Alguns resultados mostram que o fluxo salivar associa-se positivamente no gostar de alimentos azedos e gordurosos e que a composição de proteínas poderia estar relacionada na aceitação de alimentos amargos na infância, embora essa associação não seja significativa.
Em estudo publicado em 2015 por Méjean et al, foi encontrado que a proteína anidrase carbônica 6 (CA6) estava inversamente associada ao gostar de alimentos salgados. Pessoas com percepção de sabor prejudicadas para sal tinham baixos valores dessa proteína comparadas a indivíduos com percepção adequada. Assim, indivíduos com baixo CA6 poderiam ser menos sensíveis a sal e poderiam necessitar maior concentração de sal para atingir aceitação ótima do alimento. Um estudo anterior reforçou o resultado mostrando um polimorfismo no gene de CA6 relacionado a percepção de sal.

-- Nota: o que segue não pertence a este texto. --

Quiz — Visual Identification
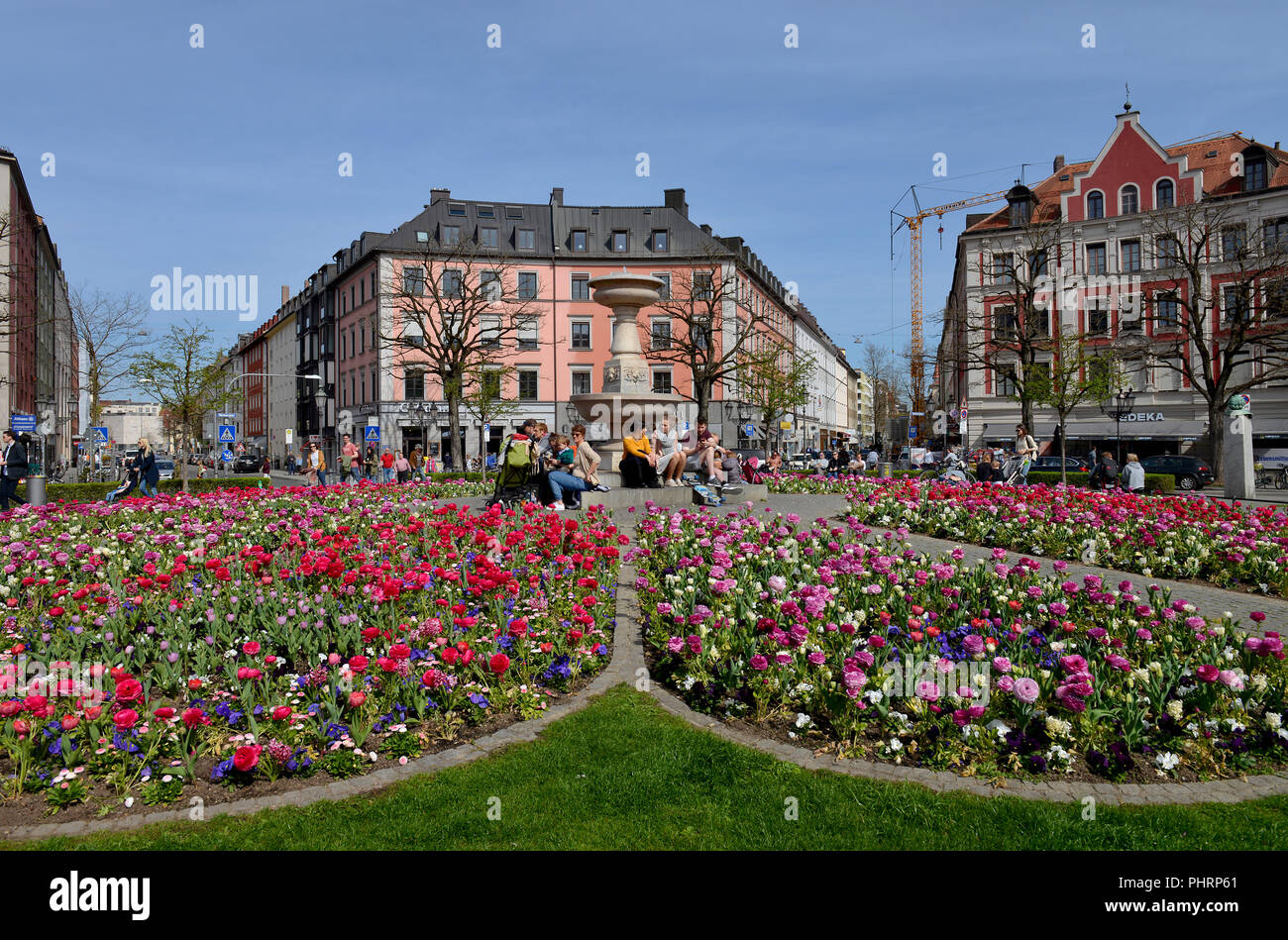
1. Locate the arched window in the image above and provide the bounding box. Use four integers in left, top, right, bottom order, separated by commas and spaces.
1118, 183, 1140, 215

Ainda não foram estabelecidas ligações diretas entre a composição salivar e a percepção do aroma. No entanto, a interação dos compostos aromáticos com os componentes salivares e a produção de moléculas de odor são mecanismos que parecem influenciar na percepção do aroma, particularmente após a mastigação.
Vai dizer que o corpo humano não é a máquina mais inteligente e interessante de todas?
Méjean C, Morzel M, Neyraud E, Issanchou S, Martin C, Bozonnet S, et al. (2015) Salivary Composition Is Associated with Liking and Usual Nutrient Intake. PLoS ONE 10(9): e0137473. doi:10.1371/journal.pone.0137473
Muñoz-González C, Feron G, Canon F. Main effects of human saliva on flavour perception and the potential contribution to food consumption. Proceedings of the Nutrition Society, 2018
Ployon, S., Morzel, M., Canon, F., The role of saliva in aroma release and perception.